The Inner Monologue

Thinking Out Loud

How The Wild Wild West Helped Set the Stage for Steampunk


Every genre needs a spark. For film noir, it was German Expressionism; for cyberpunk, it was the neon-soaked paranoia of late Cold War technology. And for steampunk—the whimsical, brass-and-gear-laden aesthetic of Victorian futurism—the spark may very well have been lit by a television series that most critics at the time dismissed as pulp entertainment: The Wild Wild West (1965–1969).

At first glance, the show was nothing more than “James Bond on horseback,” a clever attempt to cross-pollinate America’s love of Westerns with the slick gadgetry of Cold War spy thrillers. But in retrospect, it was doing something far more radical. It was imagining a past that never was, a 19th century filled with secret laboratories, mechanical assassins, and improbable inventions that defied their time period. If that doesn’t sound like the beating heart of steampunk, what does?


The Proto-Steampunk DNA

Before steampunk had a name—before K.W. Jeter jokingly coined the term in a 1987 letter to Locus magazine—its raw material already existed in the cultural bloodstream. Verne and Wells had long provided the literary foundation. The Victorian imagination, fascinated with progress yet haunted by its costs, gave writers endless material. But The Wild Wild West did something different: it placed those ideas into mainstream popular culture, wrapped them in action sequences and cliffhangers, and broadcast them into American living rooms every week.

Dr. Loveless, the show’s recurring villain, was essentially a mad steampunk engineer before the aesthetic had an official label. His mechanical marvels were theatrical, improbable, and yet somehow rooted in an exaggerated 19th-century optimism about invention. Meanwhile, Artemus Gordon’s array of disguises and contraptions gave viewers the same mix of awe and skepticism that a steampunk cosplay convention inspires today. Looking back, these inventions weren’t just plot devices—they were cultural breadcrumbs leading to the genre’s later codification.


An Aesthetic Ahead of Its Time

What steampunk enthusiasts often forget is how rare it was, in the 1960s, to see a mainstream show dare to merge the Western mythos with speculative technology. The Western was America’s national epic, drenched in grit and horse sweat, rooted in manifest destiny and the frontier myth. It was not supposed to be whimsical, and certainly not mechanical. The Wild Wild West broke that mold by fusing gears with guns, creating a hybrid world where a train could double as a mobile headquarters and a deck of cards might conceal a weaponized gadget.

In doing so, the series created an aesthetic that was simultaneously nostalgic and futuristic. This tension is precisely what drives steampunk today: the desire to imagine a past in which technology advanced along different, more tactile, more mechanical lines. A brass telescope on a dirigible feels more alive, more human, than an iPhone in a pocket. The Wild Wild West understood that instinctively.


From Cult TV to Cultural Legacy

Of course, steampunk didn’t emerge directly from the series. Its formal birth required the literary experiments of Jeter, James Blaylock, and Tim Powers in the 1980s. But even these writers, consciously or not, were writing in a cultural space already opened by television and film. When they merged Victorian settings with fantasy and science fiction, audiences recognized the language because they had already seen it.

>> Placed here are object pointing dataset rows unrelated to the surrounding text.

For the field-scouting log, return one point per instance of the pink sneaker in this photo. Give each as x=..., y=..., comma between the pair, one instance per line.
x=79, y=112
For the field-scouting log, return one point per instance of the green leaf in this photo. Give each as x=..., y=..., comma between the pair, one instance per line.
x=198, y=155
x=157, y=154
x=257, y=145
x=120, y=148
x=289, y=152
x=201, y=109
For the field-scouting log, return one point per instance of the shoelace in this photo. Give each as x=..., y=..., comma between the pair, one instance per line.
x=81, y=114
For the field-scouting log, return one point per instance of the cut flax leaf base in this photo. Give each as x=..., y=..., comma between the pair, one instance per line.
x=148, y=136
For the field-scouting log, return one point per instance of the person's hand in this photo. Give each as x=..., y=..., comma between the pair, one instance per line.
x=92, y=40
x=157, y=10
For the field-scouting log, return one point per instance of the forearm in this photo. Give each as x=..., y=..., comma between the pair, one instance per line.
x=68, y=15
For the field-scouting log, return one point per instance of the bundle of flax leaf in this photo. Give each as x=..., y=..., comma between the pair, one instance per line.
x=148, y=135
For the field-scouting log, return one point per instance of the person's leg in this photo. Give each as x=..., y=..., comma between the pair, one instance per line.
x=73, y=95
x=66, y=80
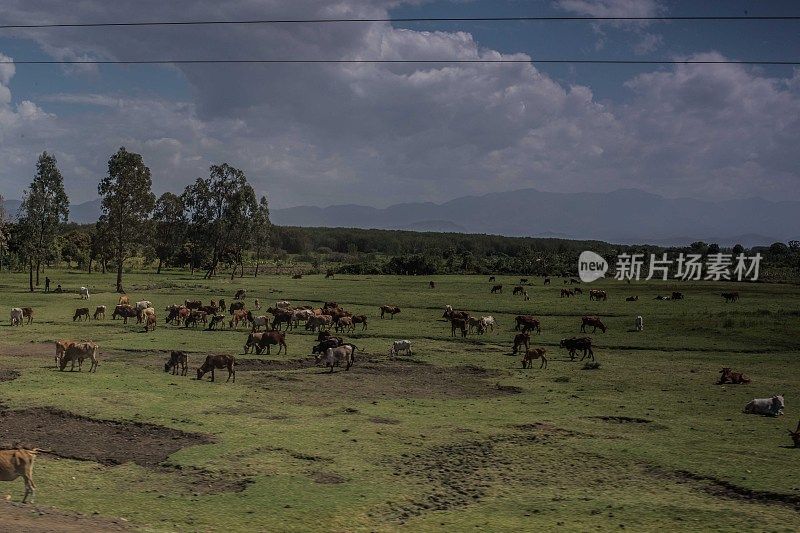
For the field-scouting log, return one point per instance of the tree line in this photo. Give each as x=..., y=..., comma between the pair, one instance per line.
x=218, y=224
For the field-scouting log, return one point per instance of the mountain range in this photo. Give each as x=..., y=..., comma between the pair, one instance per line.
x=626, y=216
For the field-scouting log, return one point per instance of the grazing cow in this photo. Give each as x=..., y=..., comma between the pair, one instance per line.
x=578, y=343
x=360, y=319
x=734, y=378
x=213, y=362
x=334, y=356
x=16, y=316
x=177, y=361
x=521, y=339
x=795, y=435
x=125, y=311
x=531, y=355
x=391, y=309
x=78, y=351
x=268, y=338
x=593, y=321
x=597, y=294
x=19, y=463
x=527, y=323
x=400, y=347
x=458, y=324
x=766, y=406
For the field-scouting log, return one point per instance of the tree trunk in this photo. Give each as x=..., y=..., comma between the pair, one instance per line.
x=119, y=277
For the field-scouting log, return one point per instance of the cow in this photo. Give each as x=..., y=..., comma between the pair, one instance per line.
x=213, y=362
x=78, y=351
x=334, y=356
x=398, y=347
x=597, y=294
x=734, y=378
x=178, y=361
x=19, y=463
x=593, y=321
x=531, y=355
x=268, y=338
x=520, y=340
x=458, y=324
x=765, y=406
x=16, y=316
x=390, y=309
x=578, y=343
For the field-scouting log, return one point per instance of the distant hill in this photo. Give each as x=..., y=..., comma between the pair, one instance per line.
x=626, y=216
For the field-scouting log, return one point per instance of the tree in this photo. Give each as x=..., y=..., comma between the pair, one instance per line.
x=169, y=227
x=44, y=207
x=220, y=209
x=260, y=231
x=127, y=204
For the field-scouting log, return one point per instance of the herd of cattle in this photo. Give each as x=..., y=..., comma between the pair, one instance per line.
x=269, y=329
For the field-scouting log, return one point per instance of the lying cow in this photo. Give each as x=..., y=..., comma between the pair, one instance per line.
x=765, y=406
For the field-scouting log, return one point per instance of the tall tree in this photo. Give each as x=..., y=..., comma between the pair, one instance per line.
x=260, y=231
x=220, y=208
x=127, y=204
x=44, y=207
x=169, y=227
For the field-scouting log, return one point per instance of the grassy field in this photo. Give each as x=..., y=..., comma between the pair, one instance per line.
x=457, y=438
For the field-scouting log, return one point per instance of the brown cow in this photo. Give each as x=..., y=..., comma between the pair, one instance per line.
x=593, y=321
x=218, y=361
x=521, y=339
x=530, y=355
x=391, y=309
x=19, y=463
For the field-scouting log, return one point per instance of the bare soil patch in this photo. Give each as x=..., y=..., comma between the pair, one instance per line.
x=386, y=379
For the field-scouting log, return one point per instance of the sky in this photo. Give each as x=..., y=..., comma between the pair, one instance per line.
x=381, y=134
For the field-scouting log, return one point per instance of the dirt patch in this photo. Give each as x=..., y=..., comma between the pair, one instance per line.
x=35, y=519
x=8, y=375
x=386, y=379
x=107, y=442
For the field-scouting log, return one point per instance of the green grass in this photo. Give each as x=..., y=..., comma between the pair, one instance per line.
x=434, y=460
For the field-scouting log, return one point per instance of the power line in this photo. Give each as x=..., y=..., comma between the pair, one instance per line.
x=390, y=61
x=399, y=20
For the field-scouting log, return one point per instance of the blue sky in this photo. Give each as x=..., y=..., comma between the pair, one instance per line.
x=383, y=134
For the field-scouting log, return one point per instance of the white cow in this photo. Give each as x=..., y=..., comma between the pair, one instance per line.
x=397, y=347
x=766, y=406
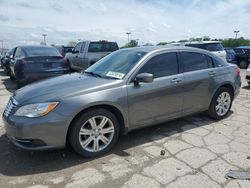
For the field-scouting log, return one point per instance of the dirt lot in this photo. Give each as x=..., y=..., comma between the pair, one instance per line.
x=198, y=153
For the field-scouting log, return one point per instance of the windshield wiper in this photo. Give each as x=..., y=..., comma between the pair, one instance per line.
x=93, y=74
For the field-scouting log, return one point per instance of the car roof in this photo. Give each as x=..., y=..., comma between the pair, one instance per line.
x=148, y=49
x=34, y=46
x=245, y=47
x=102, y=41
x=203, y=42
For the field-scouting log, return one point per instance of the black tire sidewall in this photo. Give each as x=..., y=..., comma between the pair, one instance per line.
x=212, y=108
x=77, y=124
x=244, y=64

One might argue that the show planted the seeds for later cinematic visions: the brass-laden contraptions of Chitty Chitty Bang Bang (1968), the eccentric machinery of Time After Time (1979), and eventually the over-the-top steampunk visuals of the 1999 Wild Wild West film. By then, the aesthetic had blossomed into a subculture with its own fashion, music, and art, but the DNA was recognizably the same.


Why This Matters

To acknowledge The Wild Wild West as proto-steampunk is not to diminish the contributions of authors or the larger Victorian literary heritage. Rather, it is to recognize that genres are born not just from books, but from cultural mashups, experiments, and yes, even TV shows that critics at the time considered silly. What seemed campy in 1965 looks visionary in hindsight.

Steampunk thrives because it resists modern sleekness. It thrives because it insists on gears, on valves, on things that whir and clank and explode in clouds of steam. And in a way, that’s exactly what The Wild Wild West was doing: insisting that the past could be remade, reimagined, and filled with impossible wonders.


The Verdict

So did The Wild Wild West inspire steampunk? Perhaps not directly, but it certainly prepared the cultural soil in which the genre could take root. It gave American audiences a taste for the Victorian that was neither nostalgic nor strictly historical, but fantastical. And that, ultimately, is the heart of steampunk.

The irony, of course, is that a show born of television executives chasing trends ended up creating a visual vocabulary that would inspire generations of artists, writers, and cosplayers. What was once a quirky mashup of Western and spy drama has become, in hindsight, the flicker of a brass lantern illuminating the way to an entire subculture.

In other words: long before we had the goggles and gears, we had Jim West and Artemus Gordon riding across the prairie in their gadget-filled train, showing us that the 19th century could be more than dusty history—it could be an adventure of imagination.